Cetuximab plus platinum-based chemotherapy improves survival for patients with newly diagnosed advanced lung cancer

A large phase III study announced in Chicago at ASCO 2008, has found that the targeted therapy cetuximab (Erbitux), combined with platinum-based chemotherapy, is effective as a first-line treatment for patients with advanced non-small cell lung cancer (NSCLC). This is the first time a targeted drug has shown a survival benefit as a first-line treatment for patients with NSCLC, including all subtypes of the disease.

Lung cancer is the leading cause of cancer death among men and women, with 161,840 lung cancer deaths expected this year in the United States alone. NSCLC is the most common type of lung cancer, comprising 85 to 90 percent of all cases; more than 80 percent of NSCLC patients have tumours that express the EGFR gene. For patients with the most advanced form of the disease, one-year survival is about 30 percent and five-year survival is just 1 to 2 percent.

"Patients with advanced NSCLC have limited treatment options and life expectancy is short, so the survival increase shown in this study is an important step for these patients" said Robert Pirker, MD, an associate professor of medicine at Medical University of Vienna in Austria and the study's lead author. "These results clearly establish cetuximab in combination with chemotherapy as a new standard in first-line treatment of NSCLC."

This study evaluated the addition of the EGFR antibody cetuximab to platinum-based chemotherapy (cisplatin and vinorelbine). The current standard of care for newly diagnosed patients with advanced NSCLC is platinum (either cisplatin or carboplatin) combined with a 'third-generation drug' (vinorelbine, gemcitabine, paclitaxel or docetaxel). Earlier studies of different EGFR-targeted drugs, also called tyrosine kinase inhibitors (gefitinib and erlotinib), did not to show an additional benefit to first-line standard chemotherapy and are currently approved for patients whose initial chemotherapy has failed.

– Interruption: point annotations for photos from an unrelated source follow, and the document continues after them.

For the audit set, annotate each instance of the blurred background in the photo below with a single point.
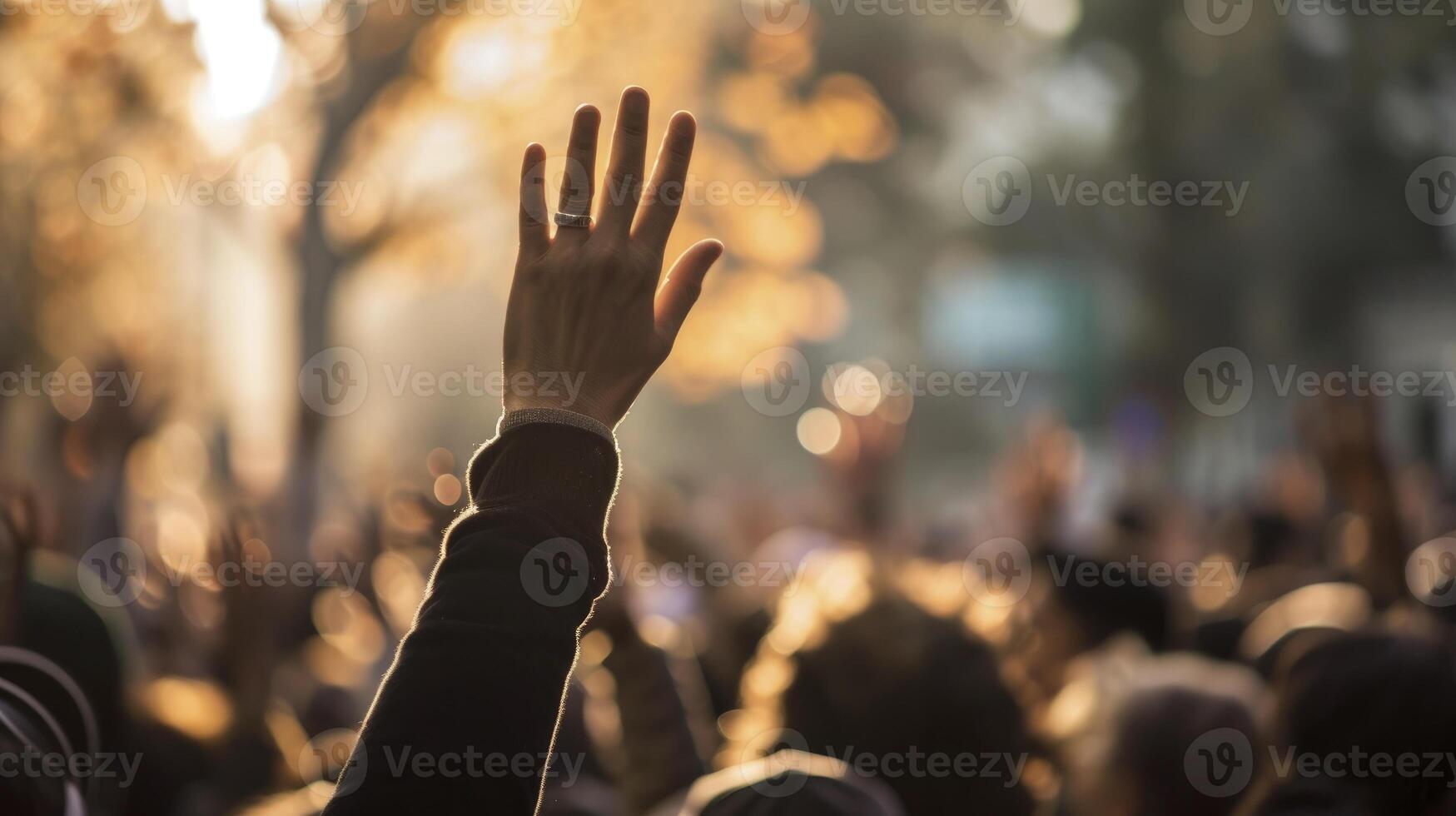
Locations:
(254, 261)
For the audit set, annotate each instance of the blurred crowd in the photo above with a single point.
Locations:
(1287, 652)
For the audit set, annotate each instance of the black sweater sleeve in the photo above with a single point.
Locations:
(466, 716)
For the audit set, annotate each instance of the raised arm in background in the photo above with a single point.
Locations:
(481, 676)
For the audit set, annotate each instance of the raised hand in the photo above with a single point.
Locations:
(585, 306)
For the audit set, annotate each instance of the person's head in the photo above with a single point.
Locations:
(789, 783)
(1078, 615)
(916, 701)
(1370, 694)
(1150, 744)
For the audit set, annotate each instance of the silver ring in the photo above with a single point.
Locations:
(564, 221)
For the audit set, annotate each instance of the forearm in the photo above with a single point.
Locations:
(476, 684)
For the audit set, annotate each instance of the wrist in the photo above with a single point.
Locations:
(517, 417)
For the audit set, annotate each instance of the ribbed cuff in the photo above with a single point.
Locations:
(558, 417)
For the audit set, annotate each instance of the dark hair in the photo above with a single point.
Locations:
(1150, 740)
(1102, 610)
(894, 679)
(1379, 694)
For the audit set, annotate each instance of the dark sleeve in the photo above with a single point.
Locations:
(466, 716)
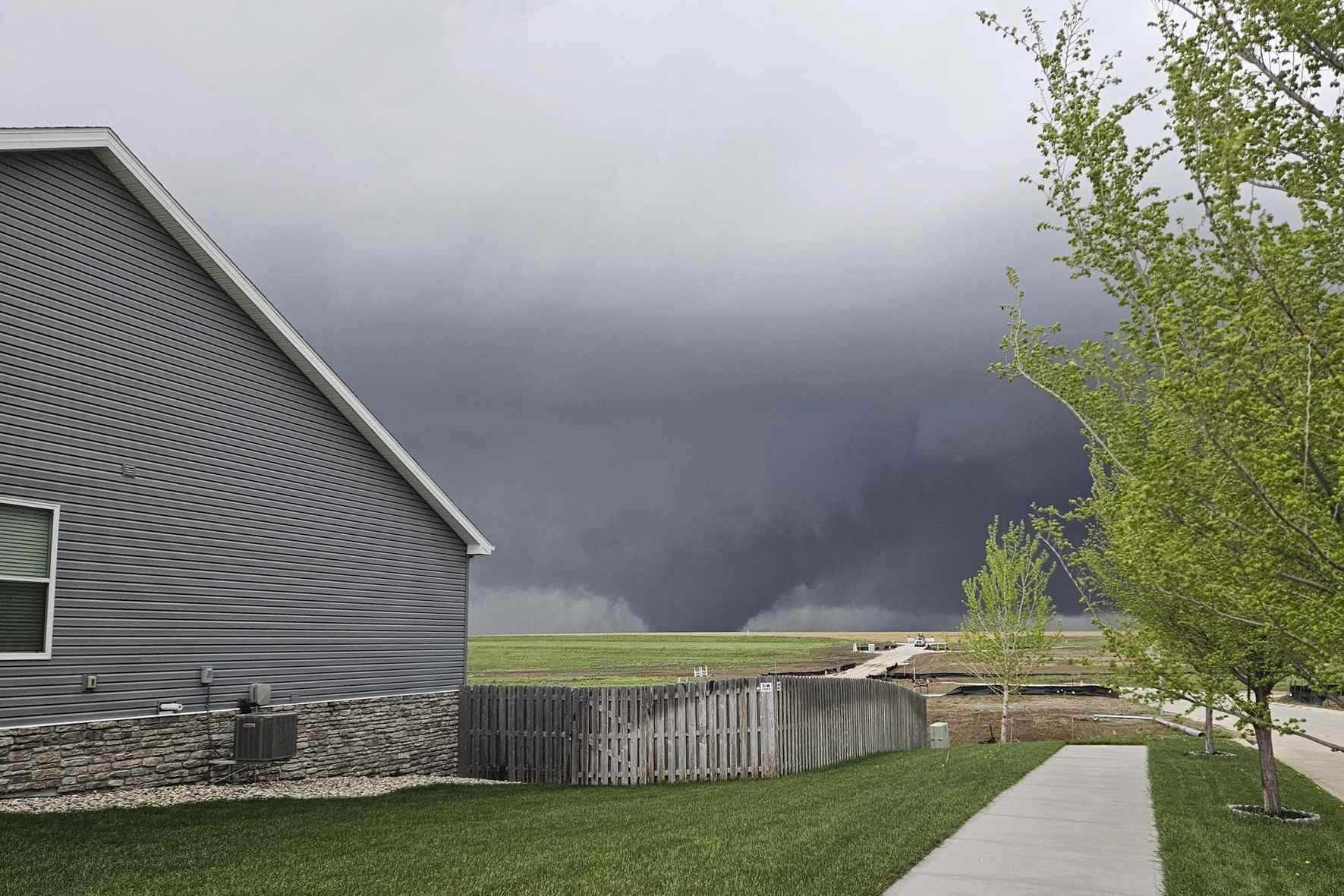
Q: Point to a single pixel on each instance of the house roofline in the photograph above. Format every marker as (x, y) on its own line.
(197, 242)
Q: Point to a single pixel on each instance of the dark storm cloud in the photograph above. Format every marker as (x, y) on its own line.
(687, 307)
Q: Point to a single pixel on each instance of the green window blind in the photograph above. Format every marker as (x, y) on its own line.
(24, 554)
(23, 617)
(24, 542)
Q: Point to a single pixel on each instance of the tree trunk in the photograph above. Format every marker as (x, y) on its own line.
(1273, 801)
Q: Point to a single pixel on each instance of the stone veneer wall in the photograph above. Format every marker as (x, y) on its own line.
(371, 737)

In this study, 1,125 patients in 30 countries were randomized to receive either chemotherapy alone (568) or chemotherapy plus cetuximab (557); 94 percent had stage IV disease (meaning the cancer had spread to other parts of the body). Overall survival was higher for those who received cetuximab plus chemotherapy (11.3 months) compared to those receiving chemotherapy alone (10.1 months). Additionally, the response rate was better in the chemotherapy plus cetuximab arm (36.3 percent) versus chemotherapy alone (29.2 percent). The benefit of cetuximab was seen in patients with all histological subtypes of NSCLC, including adenocarcinoma and squamous cell carcinoma, the two most common subtypes. Other targeted therapies for lung cancer have only proven effective against certain subtypes. As expected, the most frequent side effect was an acne-like rash, which was manageable with medication. Moderate rashes were seen more frequently in patients receiving cetuximab (10.4 percent) than in patients receiving chemotherapy alone (0.2 percent).

The authors state that based on these findings, there will be more studies evaluating cetuximab in earlier stages of the disease, such as in combination with chemotherapy or chemoradiotherapy in patients with locally advanced disease or as an additional treatment after surgery in patients with early-stage disease.